Peter Creed

Personal information
- Nationality: British (Welsh)
- Born: 31 March 1987 (age 39) Caerphilly, Wales
- Height: 1.63 m (5 ft 4 in)
- Weight: 60 kg (130 lb)

Sport
- Turned pro: 2007
- Coached by: David Evans
- Retired: Active
- Racquet used: Head

Men's singles
- Highest ranking: No. 50 (November 2018)
- Title: 8

Medal record
Men's squash
Representing Wales
World Team Championships
| Bronze medal – third place | 2019 Washington D.C. | Team |
World Doubles Championships
| Bronze medal – third place | 2017 Manchester | Mixed doubles |
National Championships
| Gold medal – first place | 2010–15, 2017–19 | singles |

= Peter Creed =

Welsh squash player (born 1987)

Peter Creed (born 31 March 1987) is a former professional squash player who represented Wales. He reached a career-high world ranking of World No. 50 in November in 2018 competed in three Commonwealth Games and represented Wales more than 150 times and has won a record nine Welsh national titles.

== Biography ==
Creed attended Millfield School.

Creed represented the Welsh team at the 2014 Commonwealth Games in Glasgow, Scotland in the men's singles, the men's doubles and mixed doubles. Partnering David Evans the pair reached the quarter-finals in the doubles. Four years later he attended a second games when participating for the 2018 Welsh team at the 2018 Commonwealth Games in Gold Coast. In the mixed doubles event with Tesni Evans he reached another quarter-final.
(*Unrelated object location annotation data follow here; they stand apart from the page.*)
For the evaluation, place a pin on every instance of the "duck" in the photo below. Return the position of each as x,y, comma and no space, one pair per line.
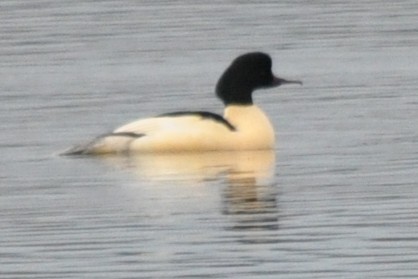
242,127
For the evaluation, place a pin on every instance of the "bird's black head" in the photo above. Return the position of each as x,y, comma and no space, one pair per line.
247,73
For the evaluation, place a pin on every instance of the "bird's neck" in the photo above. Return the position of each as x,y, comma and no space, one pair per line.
252,126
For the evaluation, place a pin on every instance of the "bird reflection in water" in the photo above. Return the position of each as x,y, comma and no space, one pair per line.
249,195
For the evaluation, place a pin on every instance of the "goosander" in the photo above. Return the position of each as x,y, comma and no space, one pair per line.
244,126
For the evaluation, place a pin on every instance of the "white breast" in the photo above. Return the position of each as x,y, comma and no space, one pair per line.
191,133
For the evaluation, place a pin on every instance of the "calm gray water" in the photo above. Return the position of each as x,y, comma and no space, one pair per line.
338,198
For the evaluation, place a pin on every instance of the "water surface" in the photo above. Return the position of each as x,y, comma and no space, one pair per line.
338,198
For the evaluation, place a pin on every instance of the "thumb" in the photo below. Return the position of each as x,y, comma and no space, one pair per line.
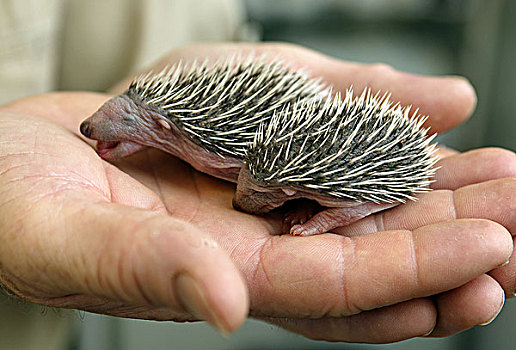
137,258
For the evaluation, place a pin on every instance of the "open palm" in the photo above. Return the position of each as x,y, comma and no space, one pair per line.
149,237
Creed won a bronze medal at the 2019 Men's World Team Squash Championships after reaching the semi-finals, where Wales lost to eventual champions Egypt. The same year he won his ninth consecutive Welsh national Championship. A third Commonwealth Games appearance ensued for Wales at the 2022 Commonwealth Games in Birmingham.

In 2026 he was the Director of Squash at Bryant Park in New York.